Each Cortona-week is devoted to a different theme; subjects related to neuroscience, cognitive science, spirituality, and ethics have been central. However, the main point is to offer a holistic view of life, based on tolerance and respect for the “others”, capable of giving the participants the new frontiers of science, art, philosophy, so that this week may act as catalyst for an in depth transformation of life at large - the basis for becoming “better” scientists, i.e., more complete human beings - the basis for a better future of the world. Discussions go on all the day and up to the night, on subjects which often are chosen by the participants. For example, in the last two mentioned International Cortona weeks, both held under the headline “Science and spirituality”, some questions at the round table discussions were: "Can all reality be explained in terms of atoms and their interactions?"; "Is nature 'reasonable and rational'; that is, can the cosmos ever be understood in terms of reason alone?"; "Do we need spirituality to give meaning to life? "; "How can we ensure personal dignity and freedom in a society dominated by science and technology?".

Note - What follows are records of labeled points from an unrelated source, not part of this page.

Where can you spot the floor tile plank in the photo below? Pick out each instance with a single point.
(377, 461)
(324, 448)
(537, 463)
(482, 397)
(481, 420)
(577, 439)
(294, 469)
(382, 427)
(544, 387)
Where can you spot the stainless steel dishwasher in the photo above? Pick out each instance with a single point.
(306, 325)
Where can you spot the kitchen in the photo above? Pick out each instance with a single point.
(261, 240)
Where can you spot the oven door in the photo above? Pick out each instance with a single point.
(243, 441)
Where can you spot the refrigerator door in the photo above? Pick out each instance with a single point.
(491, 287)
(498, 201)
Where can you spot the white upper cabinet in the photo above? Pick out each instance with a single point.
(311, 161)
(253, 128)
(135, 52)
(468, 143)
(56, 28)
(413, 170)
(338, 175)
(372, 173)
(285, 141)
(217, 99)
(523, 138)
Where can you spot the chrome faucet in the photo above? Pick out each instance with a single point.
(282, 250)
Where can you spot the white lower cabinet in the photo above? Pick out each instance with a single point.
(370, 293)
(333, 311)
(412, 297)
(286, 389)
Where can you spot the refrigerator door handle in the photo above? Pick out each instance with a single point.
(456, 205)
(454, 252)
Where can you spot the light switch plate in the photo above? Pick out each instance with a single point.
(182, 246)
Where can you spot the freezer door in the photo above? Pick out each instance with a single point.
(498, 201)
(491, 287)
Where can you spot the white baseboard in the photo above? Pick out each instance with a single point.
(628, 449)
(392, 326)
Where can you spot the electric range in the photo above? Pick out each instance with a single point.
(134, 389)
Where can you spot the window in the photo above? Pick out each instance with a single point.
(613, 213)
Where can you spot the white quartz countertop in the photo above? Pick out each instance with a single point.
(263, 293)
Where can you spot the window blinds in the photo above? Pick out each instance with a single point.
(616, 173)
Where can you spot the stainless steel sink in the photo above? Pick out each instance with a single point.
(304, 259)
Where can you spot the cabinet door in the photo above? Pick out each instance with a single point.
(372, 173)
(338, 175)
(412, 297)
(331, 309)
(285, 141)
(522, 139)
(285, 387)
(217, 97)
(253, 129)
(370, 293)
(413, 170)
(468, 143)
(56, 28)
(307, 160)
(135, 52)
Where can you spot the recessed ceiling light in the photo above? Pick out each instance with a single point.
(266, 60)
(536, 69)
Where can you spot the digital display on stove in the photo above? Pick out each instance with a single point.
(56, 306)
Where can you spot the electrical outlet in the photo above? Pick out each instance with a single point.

One “negative” thing about the Cortona-week lies in the finances: the necessity to look all around the world for the best teachers and workshop leaders, implies the expenses for transport and accommodation for the entire staff, typically 25-30 people, so that the budget for a normal Cortona-week is around 150 thousand euro (with some small grants to participants who need it).

Looking for evolution

The Cortona-week has been recognized--also at European level--as the ideal gathering for interdisciplinarity, mostly between science and humanities, and capable indeed of providing a broader horizon and catalyzing in the participants the re-birth of the aspects of life which are generally gone lost in a strict, unidimensional academic education. In fact, the subtitle of the Cortona-week was “science and the other aspects of life”... Of course, the golden time of the Cortona-week – (the first 10-15 years) are long gone, those weeks were indeed like works of art, and, as in the case of re-making works of art, the re-makes are imitations. People of the old guard say that the initial spirit is in the grand part lost, and that all became more provincial. Still, the Cortona-week is meaningful, fulfills a very important, unique job for the younger generations, and rightly enough, is generally booked out well in advance by internet registration.

The Cortona-week was born in the eighties, and after thirty odd years, the world has changed. There is no doubt that we are in a unprecedented critical situation in our planet, with pollution, global warming, loss of biodiversity, deforestation, the extreme poverty of many populations and the consequent migrations, with the corresponding de-stabilization of democracy. It is no exaggeration to say that the humankind is in great danger, and it is also sufficiently clear that all this is caused mostly by a class of world leaders – in politics, economy, banking, energy production, automobile and electronic manufacturing - who mostly think of their own profit without any real ethical constrains. And we cannot go ahead with the class of leaders who, despite the various Paris summits, pretend to go ahead doing “business as usual”.

I believe then that we need to construct something new, and direly needed for our world of today, and this can be only achieved by helping create world leaders with newly refreshed values in science, ethics, ecology, economy, spirituality. All things in nature must evolve, and the challenge for a biological transformation of the Cortona-week is in front of us.